Meinung Problem Ärztemangel in Ostfriesland – gefährliches Stadt-Land-Gefälle
In Niedersachsen gehen jährlich 1000 Ärzte in Rente, aber nur 500 bis 600 kommen nach. In Aurich gab es daher einen Appell der Ärztekammer – zurecht, denn das Land geht oft leer aus. Ein Kommentar.
Es ist eine simple Rechnung: 1000 Ärzte gehen pro Jahr in Niedersachsen in den Ruhestand, aber nur 500 bis 600 kommen von den Universitäten nach. Die Differenz hat vor allem für die Landbevölkerung, darunter die Ostfriesen, erhebliche Folgen: ein schmerzhafter Mangel an Hausärzten, Fachärzten und in Krankenhäusern. Die Folge sind lange Wartezeiten.

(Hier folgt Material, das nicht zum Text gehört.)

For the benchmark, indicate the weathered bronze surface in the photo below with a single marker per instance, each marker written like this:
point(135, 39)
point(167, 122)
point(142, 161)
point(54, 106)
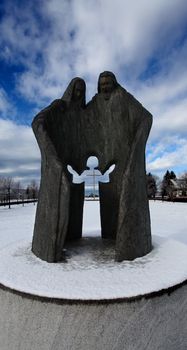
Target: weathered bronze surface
point(114, 127)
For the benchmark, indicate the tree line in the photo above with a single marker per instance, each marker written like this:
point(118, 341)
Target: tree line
point(166, 187)
point(14, 190)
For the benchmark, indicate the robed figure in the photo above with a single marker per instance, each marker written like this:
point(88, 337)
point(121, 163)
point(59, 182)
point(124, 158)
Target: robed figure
point(117, 130)
point(60, 205)
point(114, 127)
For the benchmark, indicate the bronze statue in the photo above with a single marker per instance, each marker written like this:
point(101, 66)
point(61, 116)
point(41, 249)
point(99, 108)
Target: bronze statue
point(114, 127)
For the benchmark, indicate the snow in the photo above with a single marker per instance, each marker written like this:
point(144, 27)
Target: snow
point(91, 272)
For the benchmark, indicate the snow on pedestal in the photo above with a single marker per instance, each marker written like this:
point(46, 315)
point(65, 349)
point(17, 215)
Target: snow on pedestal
point(84, 303)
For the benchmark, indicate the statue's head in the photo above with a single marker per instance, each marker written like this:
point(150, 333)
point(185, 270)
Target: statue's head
point(75, 92)
point(107, 83)
point(79, 90)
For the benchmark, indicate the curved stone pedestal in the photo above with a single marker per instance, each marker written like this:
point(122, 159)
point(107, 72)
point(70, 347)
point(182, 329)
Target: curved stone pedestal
point(156, 321)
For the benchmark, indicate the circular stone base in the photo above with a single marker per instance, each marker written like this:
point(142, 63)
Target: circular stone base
point(158, 322)
point(92, 302)
point(91, 272)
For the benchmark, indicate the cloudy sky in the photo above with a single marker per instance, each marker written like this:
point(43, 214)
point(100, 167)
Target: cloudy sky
point(45, 43)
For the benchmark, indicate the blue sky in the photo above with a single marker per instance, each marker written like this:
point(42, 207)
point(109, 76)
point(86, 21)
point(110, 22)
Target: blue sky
point(45, 43)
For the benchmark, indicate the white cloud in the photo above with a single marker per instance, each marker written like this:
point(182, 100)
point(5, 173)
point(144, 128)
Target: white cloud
point(83, 38)
point(19, 153)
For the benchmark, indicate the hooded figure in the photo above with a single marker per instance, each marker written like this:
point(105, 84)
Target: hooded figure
point(117, 132)
point(60, 204)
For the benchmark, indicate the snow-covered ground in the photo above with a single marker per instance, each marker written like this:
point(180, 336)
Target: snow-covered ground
point(91, 272)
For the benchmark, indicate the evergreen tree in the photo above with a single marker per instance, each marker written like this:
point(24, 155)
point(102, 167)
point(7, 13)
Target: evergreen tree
point(151, 186)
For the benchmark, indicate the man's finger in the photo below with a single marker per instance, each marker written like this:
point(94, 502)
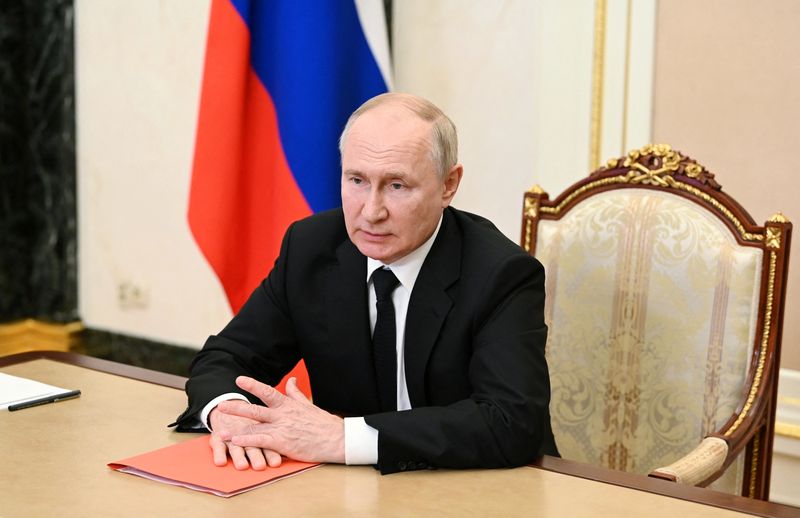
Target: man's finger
point(273, 458)
point(219, 450)
point(295, 393)
point(262, 391)
point(245, 409)
point(256, 456)
point(261, 440)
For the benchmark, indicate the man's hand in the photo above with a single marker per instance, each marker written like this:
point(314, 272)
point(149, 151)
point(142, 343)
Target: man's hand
point(291, 425)
point(242, 457)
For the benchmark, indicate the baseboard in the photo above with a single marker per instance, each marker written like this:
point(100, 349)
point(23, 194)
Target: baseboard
point(786, 449)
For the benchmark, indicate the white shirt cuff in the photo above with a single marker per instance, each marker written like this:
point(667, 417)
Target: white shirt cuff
point(360, 442)
point(216, 401)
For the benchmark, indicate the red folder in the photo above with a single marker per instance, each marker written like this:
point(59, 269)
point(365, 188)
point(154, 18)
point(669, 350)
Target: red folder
point(190, 464)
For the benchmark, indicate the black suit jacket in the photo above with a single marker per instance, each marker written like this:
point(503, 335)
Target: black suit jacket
point(474, 344)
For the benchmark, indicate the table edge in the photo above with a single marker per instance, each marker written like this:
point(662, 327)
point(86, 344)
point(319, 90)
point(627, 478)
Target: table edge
point(547, 463)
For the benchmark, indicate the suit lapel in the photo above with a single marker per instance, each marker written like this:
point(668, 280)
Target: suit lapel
point(429, 305)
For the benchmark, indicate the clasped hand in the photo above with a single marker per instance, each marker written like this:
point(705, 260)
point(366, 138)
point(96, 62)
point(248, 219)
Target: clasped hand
point(290, 425)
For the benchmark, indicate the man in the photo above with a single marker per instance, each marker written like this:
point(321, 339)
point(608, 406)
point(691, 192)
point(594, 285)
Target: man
point(459, 307)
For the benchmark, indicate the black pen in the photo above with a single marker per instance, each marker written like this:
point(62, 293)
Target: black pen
point(44, 400)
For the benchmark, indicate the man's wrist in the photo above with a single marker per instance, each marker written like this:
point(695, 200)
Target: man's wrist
point(360, 442)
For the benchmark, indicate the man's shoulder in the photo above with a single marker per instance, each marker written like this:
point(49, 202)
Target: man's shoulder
point(481, 236)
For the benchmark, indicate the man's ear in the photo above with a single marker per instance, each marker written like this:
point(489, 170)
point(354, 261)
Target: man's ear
point(451, 182)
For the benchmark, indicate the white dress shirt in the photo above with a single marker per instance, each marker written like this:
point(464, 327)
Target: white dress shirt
point(360, 439)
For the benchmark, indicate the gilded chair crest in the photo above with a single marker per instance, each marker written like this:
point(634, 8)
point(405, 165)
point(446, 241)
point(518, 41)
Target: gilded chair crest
point(665, 308)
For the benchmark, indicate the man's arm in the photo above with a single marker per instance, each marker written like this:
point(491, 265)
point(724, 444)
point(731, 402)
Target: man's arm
point(505, 419)
point(501, 424)
point(258, 342)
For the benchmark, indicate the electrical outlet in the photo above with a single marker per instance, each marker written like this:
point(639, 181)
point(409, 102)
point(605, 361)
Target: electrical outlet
point(132, 296)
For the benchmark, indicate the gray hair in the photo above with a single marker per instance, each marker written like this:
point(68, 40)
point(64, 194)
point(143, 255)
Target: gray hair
point(444, 139)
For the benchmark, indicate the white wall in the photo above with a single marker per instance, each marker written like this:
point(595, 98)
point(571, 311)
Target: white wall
point(516, 78)
point(138, 71)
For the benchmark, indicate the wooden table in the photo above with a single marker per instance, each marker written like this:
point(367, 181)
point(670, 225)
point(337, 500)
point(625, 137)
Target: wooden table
point(53, 463)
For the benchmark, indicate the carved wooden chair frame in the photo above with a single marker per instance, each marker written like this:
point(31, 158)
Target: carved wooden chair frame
point(659, 167)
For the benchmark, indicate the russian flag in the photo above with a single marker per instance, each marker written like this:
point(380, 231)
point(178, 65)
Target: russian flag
point(281, 78)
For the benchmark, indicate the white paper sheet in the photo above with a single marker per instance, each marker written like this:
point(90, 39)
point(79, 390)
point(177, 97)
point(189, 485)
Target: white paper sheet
point(14, 389)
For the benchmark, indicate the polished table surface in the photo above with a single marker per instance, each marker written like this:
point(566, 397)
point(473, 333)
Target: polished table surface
point(53, 463)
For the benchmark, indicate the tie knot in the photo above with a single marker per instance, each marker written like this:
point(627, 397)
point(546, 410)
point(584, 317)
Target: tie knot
point(385, 282)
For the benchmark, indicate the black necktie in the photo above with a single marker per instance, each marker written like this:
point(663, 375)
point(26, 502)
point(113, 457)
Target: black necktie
point(384, 338)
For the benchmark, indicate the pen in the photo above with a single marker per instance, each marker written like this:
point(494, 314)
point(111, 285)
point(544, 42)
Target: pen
point(43, 400)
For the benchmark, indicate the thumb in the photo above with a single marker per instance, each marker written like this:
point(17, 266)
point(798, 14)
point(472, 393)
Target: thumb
point(293, 392)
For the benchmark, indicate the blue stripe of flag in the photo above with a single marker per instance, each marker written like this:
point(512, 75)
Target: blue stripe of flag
point(314, 60)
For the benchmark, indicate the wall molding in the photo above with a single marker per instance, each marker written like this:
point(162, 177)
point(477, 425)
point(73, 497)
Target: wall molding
point(36, 335)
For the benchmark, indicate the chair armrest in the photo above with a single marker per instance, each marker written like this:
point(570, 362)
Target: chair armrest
point(698, 466)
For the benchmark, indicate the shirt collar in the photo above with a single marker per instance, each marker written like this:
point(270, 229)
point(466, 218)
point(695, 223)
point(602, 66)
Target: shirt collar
point(407, 268)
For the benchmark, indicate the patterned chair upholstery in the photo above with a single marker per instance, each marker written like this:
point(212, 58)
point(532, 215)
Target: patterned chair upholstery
point(665, 308)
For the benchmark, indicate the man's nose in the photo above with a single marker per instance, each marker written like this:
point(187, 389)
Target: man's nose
point(374, 208)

Die können gesundheitsgefährdend sein.
Es wird an der falschen Stelle gespart
Deutliche Kritik an diesem Zustand übte in dieser Woche die Präsidentin der Ärztekammer Niedersachsen, Dr. Martina Wenker, bei einem Besuch der Bezirksstelle Aurich. Sie forderte mehr Studienplätze, weniger Bürokratie und neue Versorgungsformen, etwa Telemedizin. Der Auricher Ärztekammer-Chef Dr. Jörg Weißmann aus Emden stieß ins gleiche Horn. Der Ausbau der Studienplätze in Oldenburg stocke, es werde an der falschen Stelle gespart. Gut, dass das so deutlich geäußert wird. Denn es muss ein Ruck durch die Politik gehen. Diese ist für den Missstand verantwortlich.
Junge Mediziner zieht es in die Stadt
Während Wenker und Weißmann in Aurich den Ärztemangel beklagten, gab es von Bundesgesundheitsminister Karl Lauterbach (SPD) auf Norderney ungewohnt drastische Töne. Ihn belaste, dass sich die Lebenserwartung in Deutschland in den vergangenen Jahren schlechter entwickelt habe als in anderen Ländern Europas. „Der Unterschied liegt bei uns zwischen Arm und Reich“, sagte der Minister. Und: „Das ist ein beschissener Befund aus sozialdemokratischer Sicht.“ Das stimmt. Was Lauterbach aber nicht sagt: Es gibt auch ein Stadt-Land-Gefälle. Zu Ungunsten von Regionen wie Ostfriesland. Junge Mediziner zieht es in die Zentren, das platte Land geht zu oft leer aus.
Bewerber stehen in Oldenburg Schlange
Wichtig ist es jetzt, dem Appell der Ärztekammer-Vertreter zu folgen. Der Uni-Standort Oldenburg muss rascher ausgebaut werden. Dort stehen Bewerber Schlange. Örtliche Nähe der Ausbildung erhöht die Chance, dass Absolventen in der Region, auch im Landkreis Aurich, bleiben.
Die Zentralklinik in Uthwerdum könnte in dieser Hinsicht für einen positiven Effekt sorgen. Wenn es gelingt, dort gute Ärzte anzulocken, strahlt das womöglich auch auf das Umland aus. Ziel muss es sein, für Ärzte eine attraktive Arbeitsumgebung zu bieten. Dann lernen sie womöglich auch die Vorzüge des ländlichen Raums, Ostfrieslands, kennen.